For some reason we ended up with a jar of mushroom powder from that most excellent store, Great American Spice Company.
We had some pasta, we had some mushrooms, it seemed like a good idea to beef it up with some mushroom powder. And it was a good idea. It made an absolutely delicious pasta sauce.
For 2
1/2 pound of mushrooms, whatever you have, button are fine, shiitake, portobello, porcini, etc would all be nice.
1/2 teaspoon mushroom powder
2 cloves garlic, minced
a good handful of finely diced red onion (or white or yellow)

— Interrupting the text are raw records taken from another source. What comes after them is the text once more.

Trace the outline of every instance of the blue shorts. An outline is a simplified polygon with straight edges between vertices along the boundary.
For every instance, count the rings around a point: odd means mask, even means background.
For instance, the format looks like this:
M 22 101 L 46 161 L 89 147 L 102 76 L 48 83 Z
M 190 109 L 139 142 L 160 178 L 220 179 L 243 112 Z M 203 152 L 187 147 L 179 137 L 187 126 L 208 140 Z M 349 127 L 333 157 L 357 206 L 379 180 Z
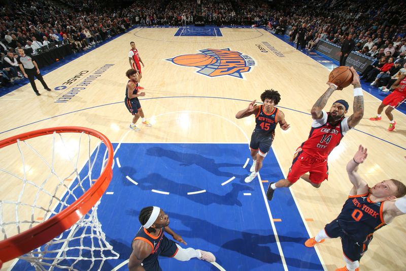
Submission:
M 176 246 L 176 243 L 166 238 L 164 234 L 159 247 L 155 253 L 144 260 L 142 263 L 143 267 L 145 271 L 162 271 L 159 266 L 159 262 L 158 261 L 158 256 L 160 255 L 172 257 L 176 255 L 177 252 L 178 247 Z
M 124 102 L 129 112 L 133 115 L 138 113 L 138 110 L 141 108 L 141 104 L 140 103 L 140 100 L 138 98 L 133 99 L 126 99 Z
M 357 242 L 346 232 L 340 226 L 340 222 L 336 220 L 327 224 L 324 227 L 324 230 L 329 237 L 341 237 L 343 253 L 346 258 L 351 261 L 359 261 L 361 259 L 361 257 L 368 249 L 368 245 L 373 237 L 371 234 L 366 238 L 366 240 L 363 242 Z
M 265 136 L 254 130 L 251 136 L 250 148 L 251 149 L 259 149 L 261 153 L 264 155 L 269 151 L 273 141 L 274 137 L 272 135 L 270 136 Z

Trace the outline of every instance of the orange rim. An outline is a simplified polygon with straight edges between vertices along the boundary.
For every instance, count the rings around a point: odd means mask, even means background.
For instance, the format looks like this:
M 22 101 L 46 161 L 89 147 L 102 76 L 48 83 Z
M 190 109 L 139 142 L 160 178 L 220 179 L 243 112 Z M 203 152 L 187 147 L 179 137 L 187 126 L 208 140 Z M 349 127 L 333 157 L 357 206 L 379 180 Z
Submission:
M 70 228 L 91 209 L 104 194 L 113 177 L 113 149 L 109 139 L 99 132 L 85 127 L 64 126 L 46 128 L 24 133 L 0 141 L 0 148 L 15 143 L 17 140 L 29 138 L 54 132 L 82 133 L 99 138 L 108 150 L 103 172 L 92 186 L 69 206 L 46 221 L 21 233 L 0 241 L 0 262 L 6 262 L 27 253 L 53 239 Z

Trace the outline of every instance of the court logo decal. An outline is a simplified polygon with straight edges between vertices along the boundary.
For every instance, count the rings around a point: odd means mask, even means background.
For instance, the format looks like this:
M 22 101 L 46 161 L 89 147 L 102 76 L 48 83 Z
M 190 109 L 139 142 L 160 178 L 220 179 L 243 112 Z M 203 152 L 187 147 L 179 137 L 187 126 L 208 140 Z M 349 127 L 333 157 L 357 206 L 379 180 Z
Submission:
M 198 68 L 197 73 L 216 77 L 229 75 L 244 79 L 243 74 L 251 71 L 255 61 L 230 48 L 204 49 L 200 53 L 182 54 L 166 60 L 177 65 Z

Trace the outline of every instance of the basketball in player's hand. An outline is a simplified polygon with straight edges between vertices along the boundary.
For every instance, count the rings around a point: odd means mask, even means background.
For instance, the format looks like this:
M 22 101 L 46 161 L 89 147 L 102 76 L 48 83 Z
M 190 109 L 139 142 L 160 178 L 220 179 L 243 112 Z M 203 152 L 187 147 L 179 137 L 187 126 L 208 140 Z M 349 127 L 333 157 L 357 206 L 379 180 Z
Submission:
M 339 87 L 346 87 L 351 84 L 353 74 L 350 68 L 346 66 L 337 67 L 330 73 L 328 81 L 339 86 Z

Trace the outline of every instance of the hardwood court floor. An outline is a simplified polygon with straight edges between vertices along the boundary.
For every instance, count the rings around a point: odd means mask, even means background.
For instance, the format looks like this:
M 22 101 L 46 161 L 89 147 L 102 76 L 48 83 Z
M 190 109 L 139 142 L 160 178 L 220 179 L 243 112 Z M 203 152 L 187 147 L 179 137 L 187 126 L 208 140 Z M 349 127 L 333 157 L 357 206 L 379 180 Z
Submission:
M 308 136 L 312 121 L 309 113 L 327 88 L 329 71 L 263 29 L 221 28 L 223 36 L 217 37 L 174 37 L 177 31 L 136 28 L 44 76 L 51 88 L 60 90 L 47 92 L 37 81 L 40 97 L 28 84 L 0 98 L 1 138 L 44 127 L 77 126 L 99 131 L 113 142 L 248 142 L 254 117 L 238 120 L 235 114 L 249 101 L 260 101 L 262 92 L 272 88 L 281 94 L 279 105 L 291 125 L 287 131 L 277 128 L 273 145 L 282 171 L 287 174 L 295 150 Z M 146 95 L 140 100 L 153 125 L 140 125 L 142 130 L 137 132 L 128 132 L 131 116 L 123 102 L 131 41 L 136 42 L 146 65 L 141 84 Z M 271 52 L 264 42 L 284 56 Z M 242 79 L 211 77 L 197 73 L 195 67 L 166 60 L 207 48 L 241 52 L 253 58 L 255 65 L 242 74 Z M 83 83 L 89 76 L 91 79 Z M 75 87 L 82 88 L 75 91 Z M 349 102 L 348 115 L 351 114 L 352 86 L 334 93 L 326 109 L 339 99 Z M 303 180 L 291 188 L 312 235 L 340 213 L 351 189 L 345 166 L 360 144 L 368 148 L 368 159 L 359 171 L 368 184 L 391 178 L 406 182 L 405 115 L 394 111 L 397 124 L 389 132 L 386 116 L 377 123 L 368 119 L 376 114 L 380 101 L 366 93 L 364 100 L 364 118 L 330 155 L 329 180 L 318 189 Z M 8 155 L 2 153 L 2 165 Z M 405 247 L 399 242 L 406 233 L 405 223 L 406 216 L 397 218 L 375 234 L 362 258 L 363 270 L 400 270 L 406 266 Z M 327 270 L 344 265 L 341 247 L 336 239 L 318 248 Z

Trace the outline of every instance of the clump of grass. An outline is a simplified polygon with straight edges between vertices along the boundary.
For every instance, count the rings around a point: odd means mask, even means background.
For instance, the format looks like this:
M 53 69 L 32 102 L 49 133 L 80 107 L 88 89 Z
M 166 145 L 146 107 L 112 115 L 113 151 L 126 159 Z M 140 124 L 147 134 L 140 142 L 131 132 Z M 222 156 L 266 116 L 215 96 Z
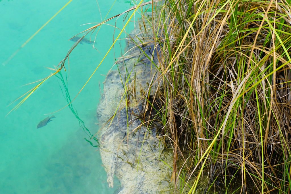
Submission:
M 146 55 L 157 70 L 143 112 L 154 108 L 164 126 L 176 191 L 206 180 L 204 193 L 290 193 L 290 1 L 158 1 L 134 8 L 143 37 L 130 38 L 160 50 L 158 63 Z
M 190 193 L 202 176 L 205 193 L 290 193 L 290 3 L 169 0 L 152 9 L 145 31 L 162 46 L 153 95 L 177 186 L 187 169 Z

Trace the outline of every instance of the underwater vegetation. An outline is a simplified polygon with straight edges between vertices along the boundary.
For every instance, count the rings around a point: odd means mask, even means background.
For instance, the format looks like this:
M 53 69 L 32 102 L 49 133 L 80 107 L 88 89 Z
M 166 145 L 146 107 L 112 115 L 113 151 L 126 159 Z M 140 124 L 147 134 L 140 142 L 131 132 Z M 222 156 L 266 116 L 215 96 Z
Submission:
M 155 68 L 141 90 L 139 118 L 146 126 L 162 124 L 157 130 L 173 150 L 173 192 L 290 193 L 290 3 L 141 1 L 123 13 L 129 17 L 110 49 L 138 12 L 140 31 L 128 38 L 133 46 L 150 43 L 160 51 L 157 62 L 143 51 Z M 79 42 L 43 82 L 65 68 Z M 140 90 L 133 74 L 121 83 L 128 110 Z M 146 116 L 154 109 L 156 117 Z

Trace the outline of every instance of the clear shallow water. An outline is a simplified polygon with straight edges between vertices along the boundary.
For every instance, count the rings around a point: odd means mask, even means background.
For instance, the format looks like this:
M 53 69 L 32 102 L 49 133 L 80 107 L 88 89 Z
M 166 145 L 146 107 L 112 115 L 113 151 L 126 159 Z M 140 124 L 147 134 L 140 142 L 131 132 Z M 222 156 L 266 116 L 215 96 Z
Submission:
M 68 1 L 0 1 L 0 64 Z M 114 2 L 98 1 L 102 19 Z M 130 6 L 128 1 L 116 1 L 107 18 Z M 6 116 L 16 104 L 8 106 L 35 84 L 24 85 L 49 75 L 52 71 L 45 67 L 53 68 L 63 58 L 74 43 L 68 40 L 92 25 L 80 25 L 102 20 L 96 1 L 73 0 L 6 65 L 0 65 L 0 193 L 110 193 L 118 188 L 118 184 L 108 187 L 99 151 L 85 140 L 88 136 L 68 107 L 54 113 L 56 118 L 46 126 L 36 129 L 47 116 L 44 115 L 66 104 L 61 84 L 55 76 Z M 122 19 L 118 21 L 121 27 Z M 95 46 L 99 51 L 84 44 L 70 55 L 68 87 L 72 98 L 109 49 L 113 30 L 109 26 L 101 27 Z M 119 57 L 121 48 L 116 46 L 116 56 Z M 111 52 L 73 102 L 93 134 L 98 130 L 95 122 L 99 83 L 102 88 L 102 75 L 111 67 L 113 55 Z

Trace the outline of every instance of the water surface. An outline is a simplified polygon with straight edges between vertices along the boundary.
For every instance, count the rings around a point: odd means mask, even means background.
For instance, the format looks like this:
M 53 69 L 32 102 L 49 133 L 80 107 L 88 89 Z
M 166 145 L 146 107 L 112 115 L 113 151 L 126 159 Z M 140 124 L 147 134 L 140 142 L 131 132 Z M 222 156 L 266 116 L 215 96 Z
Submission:
M 0 1 L 0 64 L 67 2 Z M 75 115 L 68 107 L 61 109 L 66 102 L 57 78 L 54 76 L 46 82 L 6 116 L 16 104 L 8 105 L 35 84 L 24 85 L 49 75 L 52 71 L 45 67 L 57 65 L 74 43 L 68 40 L 92 24 L 81 25 L 104 20 L 114 3 L 106 18 L 130 6 L 123 1 L 98 3 L 101 14 L 96 1 L 72 1 L 5 65 L 0 65 L 0 193 L 107 193 L 118 188 L 118 184 L 108 187 L 97 149 L 85 140 L 88 136 Z M 109 23 L 114 25 L 115 21 Z M 118 20 L 118 26 L 122 27 L 122 19 Z M 102 26 L 96 40 L 97 50 L 90 44 L 80 45 L 70 55 L 68 87 L 72 99 L 107 52 L 113 32 L 112 26 Z M 114 49 L 117 57 L 124 43 L 120 44 Z M 109 54 L 73 103 L 92 134 L 98 130 L 95 123 L 100 88 L 103 87 L 103 75 L 113 64 L 113 54 Z M 64 72 L 62 73 L 65 75 Z M 53 113 L 56 118 L 53 121 L 36 129 L 46 114 L 61 109 Z

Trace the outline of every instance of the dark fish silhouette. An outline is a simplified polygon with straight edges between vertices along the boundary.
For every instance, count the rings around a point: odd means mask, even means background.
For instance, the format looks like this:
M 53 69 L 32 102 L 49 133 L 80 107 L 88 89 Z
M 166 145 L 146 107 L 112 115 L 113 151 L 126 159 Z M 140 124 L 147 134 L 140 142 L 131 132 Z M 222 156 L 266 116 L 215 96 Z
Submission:
M 39 123 L 38 123 L 38 124 L 37 126 L 36 127 L 36 129 L 42 127 L 44 126 L 45 126 L 47 125 L 47 123 L 49 122 L 50 121 L 53 120 L 52 120 L 52 119 L 54 118 L 56 118 L 56 117 L 54 116 L 53 115 L 52 116 L 50 117 L 47 117 L 45 119 L 39 122 Z
M 70 40 L 74 42 L 77 42 L 79 41 L 79 40 L 82 37 L 79 37 L 78 36 L 75 36 L 75 37 L 73 37 L 70 39 Z M 87 44 L 92 44 L 94 42 L 94 41 L 91 41 L 90 40 L 86 38 L 85 37 L 83 38 L 83 39 L 82 39 L 80 41 L 80 43 L 82 44 L 83 44 L 83 43 L 86 43 Z

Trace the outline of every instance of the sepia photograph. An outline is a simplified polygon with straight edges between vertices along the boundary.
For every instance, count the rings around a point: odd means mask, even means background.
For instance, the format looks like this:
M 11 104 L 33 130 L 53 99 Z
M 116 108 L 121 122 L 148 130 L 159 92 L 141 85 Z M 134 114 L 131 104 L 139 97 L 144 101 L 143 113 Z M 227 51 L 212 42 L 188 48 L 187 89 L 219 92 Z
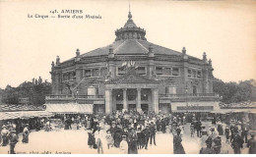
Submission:
M 0 0 L 0 154 L 256 154 L 256 1 Z

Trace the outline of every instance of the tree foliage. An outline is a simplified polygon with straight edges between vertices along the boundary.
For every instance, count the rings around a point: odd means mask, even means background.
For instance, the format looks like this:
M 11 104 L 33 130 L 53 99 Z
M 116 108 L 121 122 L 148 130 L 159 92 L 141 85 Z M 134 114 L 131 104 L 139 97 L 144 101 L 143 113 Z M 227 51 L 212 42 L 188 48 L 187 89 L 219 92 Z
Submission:
M 224 103 L 256 101 L 255 79 L 239 81 L 214 81 L 214 92 L 223 97 Z
M 39 106 L 45 103 L 45 96 L 51 92 L 51 83 L 47 80 L 42 81 L 32 78 L 32 81 L 25 81 L 18 87 L 7 85 L 2 89 L 2 103 L 18 104 L 19 98 L 29 98 L 29 104 Z

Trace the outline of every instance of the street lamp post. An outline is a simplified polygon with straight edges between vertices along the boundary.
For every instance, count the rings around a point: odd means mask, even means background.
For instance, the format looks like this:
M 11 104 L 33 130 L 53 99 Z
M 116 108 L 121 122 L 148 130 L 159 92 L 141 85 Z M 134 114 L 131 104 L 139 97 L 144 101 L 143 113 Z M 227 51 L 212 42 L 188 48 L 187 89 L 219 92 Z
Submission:
M 188 102 L 187 102 L 187 81 L 186 81 L 186 88 L 185 88 L 185 91 L 186 91 L 186 108 L 187 108 L 187 113 L 188 113 Z

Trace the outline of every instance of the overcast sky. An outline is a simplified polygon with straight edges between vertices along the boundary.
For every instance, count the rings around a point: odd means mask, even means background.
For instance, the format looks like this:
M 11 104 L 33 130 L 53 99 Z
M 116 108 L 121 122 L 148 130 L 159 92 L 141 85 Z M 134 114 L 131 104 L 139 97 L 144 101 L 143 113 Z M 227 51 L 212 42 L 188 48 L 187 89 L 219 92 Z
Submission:
M 39 76 L 50 81 L 51 61 L 65 61 L 106 46 L 128 16 L 126 1 L 0 0 L 0 87 L 17 86 Z M 62 9 L 100 15 L 100 20 L 35 19 Z M 224 81 L 256 78 L 256 1 L 133 1 L 131 12 L 148 41 L 213 60 Z M 57 16 L 55 14 L 54 16 Z M 65 14 L 62 14 L 65 15 Z M 71 15 L 72 16 L 72 15 Z

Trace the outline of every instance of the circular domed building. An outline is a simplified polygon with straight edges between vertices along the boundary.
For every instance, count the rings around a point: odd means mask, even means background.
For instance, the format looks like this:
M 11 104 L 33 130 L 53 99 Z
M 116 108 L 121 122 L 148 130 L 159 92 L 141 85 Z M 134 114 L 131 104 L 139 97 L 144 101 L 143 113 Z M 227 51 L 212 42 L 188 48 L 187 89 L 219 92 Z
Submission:
M 151 43 L 131 12 L 108 46 L 52 62 L 52 95 L 47 110 L 56 113 L 211 112 L 219 108 L 213 93 L 211 60 Z

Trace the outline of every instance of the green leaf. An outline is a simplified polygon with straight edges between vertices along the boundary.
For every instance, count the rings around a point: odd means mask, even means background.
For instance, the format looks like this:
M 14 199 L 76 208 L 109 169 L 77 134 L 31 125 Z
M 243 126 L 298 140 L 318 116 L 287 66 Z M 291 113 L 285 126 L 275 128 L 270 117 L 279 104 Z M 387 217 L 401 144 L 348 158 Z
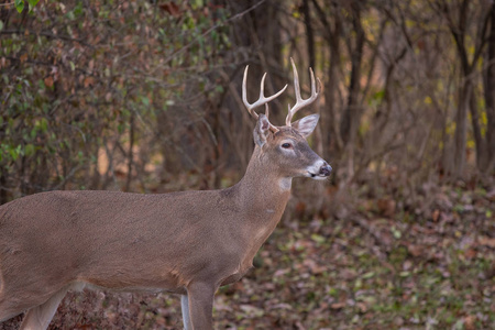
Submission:
M 14 0 L 15 9 L 19 12 L 22 12 L 24 10 L 24 0 Z

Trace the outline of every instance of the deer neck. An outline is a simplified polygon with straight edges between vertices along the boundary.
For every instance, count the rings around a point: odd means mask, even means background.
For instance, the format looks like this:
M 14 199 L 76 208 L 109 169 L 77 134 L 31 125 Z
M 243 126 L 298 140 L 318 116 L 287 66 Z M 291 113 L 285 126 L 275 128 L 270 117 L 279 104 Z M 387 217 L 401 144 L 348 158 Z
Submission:
M 246 238 L 257 249 L 273 232 L 290 197 L 290 177 L 280 177 L 276 164 L 271 164 L 256 146 L 244 177 L 237 185 L 240 219 Z

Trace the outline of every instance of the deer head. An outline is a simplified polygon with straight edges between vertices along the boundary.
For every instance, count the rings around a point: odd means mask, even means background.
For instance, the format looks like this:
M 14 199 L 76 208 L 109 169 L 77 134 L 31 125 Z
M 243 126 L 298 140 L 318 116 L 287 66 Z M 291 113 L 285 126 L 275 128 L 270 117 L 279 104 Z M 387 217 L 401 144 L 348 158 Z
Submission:
M 261 80 L 260 98 L 257 101 L 250 103 L 246 97 L 249 66 L 245 67 L 244 78 L 242 81 L 242 100 L 249 113 L 257 120 L 256 127 L 253 131 L 254 143 L 265 157 L 271 158 L 275 164 L 277 164 L 277 172 L 280 176 L 306 176 L 314 179 L 324 179 L 330 175 L 332 168 L 309 147 L 307 142 L 307 138 L 312 133 L 318 123 L 319 114 L 310 114 L 293 122 L 294 114 L 300 109 L 311 105 L 319 96 L 319 90 L 317 90 L 316 87 L 315 75 L 310 68 L 311 96 L 308 99 L 302 99 L 300 96 L 299 77 L 297 75 L 296 65 L 292 58 L 290 63 L 294 70 L 296 103 L 292 108 L 290 106 L 288 107 L 288 114 L 285 120 L 286 124 L 283 127 L 275 127 L 270 122 L 268 102 L 282 95 L 287 88 L 287 85 L 275 95 L 265 97 L 265 73 Z M 318 85 L 321 87 L 321 81 L 319 79 Z M 254 109 L 263 105 L 265 106 L 265 113 L 257 114 Z

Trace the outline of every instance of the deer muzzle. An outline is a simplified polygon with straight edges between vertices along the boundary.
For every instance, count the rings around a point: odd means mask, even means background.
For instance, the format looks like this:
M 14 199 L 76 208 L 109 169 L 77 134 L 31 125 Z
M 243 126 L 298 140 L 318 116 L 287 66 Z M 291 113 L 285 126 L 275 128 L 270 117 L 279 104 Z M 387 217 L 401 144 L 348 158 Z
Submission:
M 330 176 L 332 167 L 327 162 L 320 160 L 314 166 L 308 168 L 308 176 L 312 179 L 321 180 Z

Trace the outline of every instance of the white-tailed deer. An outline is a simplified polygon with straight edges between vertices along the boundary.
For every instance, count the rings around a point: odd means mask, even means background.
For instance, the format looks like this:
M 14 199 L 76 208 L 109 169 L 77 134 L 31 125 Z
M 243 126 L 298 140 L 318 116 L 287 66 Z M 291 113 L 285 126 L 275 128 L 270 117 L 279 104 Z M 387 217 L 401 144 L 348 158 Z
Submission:
M 21 329 L 46 329 L 69 289 L 85 286 L 182 295 L 186 329 L 212 329 L 213 296 L 239 280 L 280 220 L 293 177 L 324 179 L 331 167 L 308 145 L 318 116 L 292 122 L 318 97 L 301 99 L 285 127 L 268 121 L 260 99 L 243 101 L 257 119 L 244 177 L 221 190 L 140 195 L 50 191 L 0 207 L 0 322 L 28 311 Z M 265 105 L 266 116 L 254 108 Z

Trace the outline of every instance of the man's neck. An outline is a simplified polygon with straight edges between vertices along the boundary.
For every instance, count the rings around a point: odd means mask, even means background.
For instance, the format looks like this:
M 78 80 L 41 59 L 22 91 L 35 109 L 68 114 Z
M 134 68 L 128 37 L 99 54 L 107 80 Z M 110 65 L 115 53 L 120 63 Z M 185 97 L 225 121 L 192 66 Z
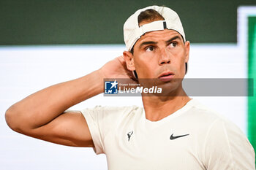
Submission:
M 182 90 L 176 96 L 143 96 L 146 118 L 158 121 L 182 108 L 190 98 Z

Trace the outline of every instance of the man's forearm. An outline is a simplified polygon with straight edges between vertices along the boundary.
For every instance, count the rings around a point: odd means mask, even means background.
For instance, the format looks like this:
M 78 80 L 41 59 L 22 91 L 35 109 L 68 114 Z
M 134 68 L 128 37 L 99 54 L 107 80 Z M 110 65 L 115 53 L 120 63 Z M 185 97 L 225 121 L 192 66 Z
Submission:
M 100 70 L 78 79 L 50 86 L 10 107 L 6 120 L 12 128 L 36 128 L 45 125 L 70 107 L 103 91 Z

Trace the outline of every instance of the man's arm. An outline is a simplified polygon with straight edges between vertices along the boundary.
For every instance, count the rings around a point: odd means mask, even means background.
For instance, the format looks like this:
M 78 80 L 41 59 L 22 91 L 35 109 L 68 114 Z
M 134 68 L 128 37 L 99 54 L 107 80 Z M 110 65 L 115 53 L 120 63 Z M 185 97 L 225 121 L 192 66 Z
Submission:
M 69 146 L 94 147 L 83 115 L 64 111 L 102 93 L 105 77 L 131 77 L 122 56 L 88 75 L 29 96 L 7 110 L 6 121 L 12 130 L 34 138 Z

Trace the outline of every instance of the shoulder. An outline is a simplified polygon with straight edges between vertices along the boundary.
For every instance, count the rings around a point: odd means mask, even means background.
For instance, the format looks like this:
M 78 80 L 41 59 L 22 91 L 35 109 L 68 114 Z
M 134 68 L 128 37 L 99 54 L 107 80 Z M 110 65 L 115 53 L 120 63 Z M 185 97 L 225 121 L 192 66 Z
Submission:
M 95 119 L 115 119 L 127 117 L 134 115 L 140 112 L 141 107 L 138 106 L 131 107 L 110 107 L 110 106 L 96 106 L 93 108 L 86 108 L 80 110 L 82 114 L 86 117 L 93 117 Z

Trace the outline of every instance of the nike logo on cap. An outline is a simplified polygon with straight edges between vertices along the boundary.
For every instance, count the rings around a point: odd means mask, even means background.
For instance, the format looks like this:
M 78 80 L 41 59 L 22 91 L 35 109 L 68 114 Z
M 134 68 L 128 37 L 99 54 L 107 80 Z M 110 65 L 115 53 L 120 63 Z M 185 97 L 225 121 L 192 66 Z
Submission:
M 174 136 L 173 134 L 172 134 L 172 135 L 170 136 L 170 140 L 173 140 L 173 139 L 176 139 L 177 138 L 184 137 L 184 136 L 188 136 L 188 135 L 189 135 L 189 134 L 184 134 L 184 135 L 180 135 L 180 136 Z

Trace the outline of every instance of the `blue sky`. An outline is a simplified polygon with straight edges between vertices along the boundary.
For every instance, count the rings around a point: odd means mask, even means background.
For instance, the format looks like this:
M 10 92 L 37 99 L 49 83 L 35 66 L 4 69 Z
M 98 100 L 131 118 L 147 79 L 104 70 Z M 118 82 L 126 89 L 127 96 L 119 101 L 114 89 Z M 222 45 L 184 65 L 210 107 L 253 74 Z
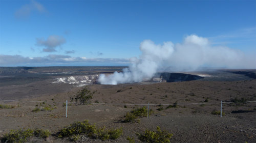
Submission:
M 255 2 L 0 0 L 0 66 L 127 65 L 191 34 L 254 58 Z

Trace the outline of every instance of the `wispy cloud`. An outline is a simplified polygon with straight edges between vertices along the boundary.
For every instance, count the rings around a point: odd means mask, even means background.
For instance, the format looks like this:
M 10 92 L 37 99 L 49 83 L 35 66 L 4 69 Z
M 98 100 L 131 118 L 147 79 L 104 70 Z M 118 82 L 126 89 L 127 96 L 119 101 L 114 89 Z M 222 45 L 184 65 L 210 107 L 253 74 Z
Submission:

Big pinch of marjoram, or a sprig of fresh if you have it
2 cups chicken broth
1 cup cream
olive oil
salt and pepper
pasta
Trim off any stalks or other tough bits and cut the mushrooms into bite sized pieces
Put the mushroom trimmings in a pan with 2 cups of chicken broth and the mushroom powder
Bring to a boil and simmer until reduced by half
Heat a couple of tablespoons of olive oil in a pan
Add the onion and cook until translucent
Add the mushrooms with a good pinch of salt and the marjoram
Cook until nicely browned
Add the garlic and cook for a minute or so until fragrant
Add the cream
Strain the chicken stock into the pan with the mushrooms and onions and garlic
Simmer for a few minutes
Meanwhile cook your pasta, when it’s ready stir the pasta into the sauce, add salt and pepper to taste, and grate parmesan cheese over it to taste.
Eat the pasta, then lick the sauce off the plate, it’s that good.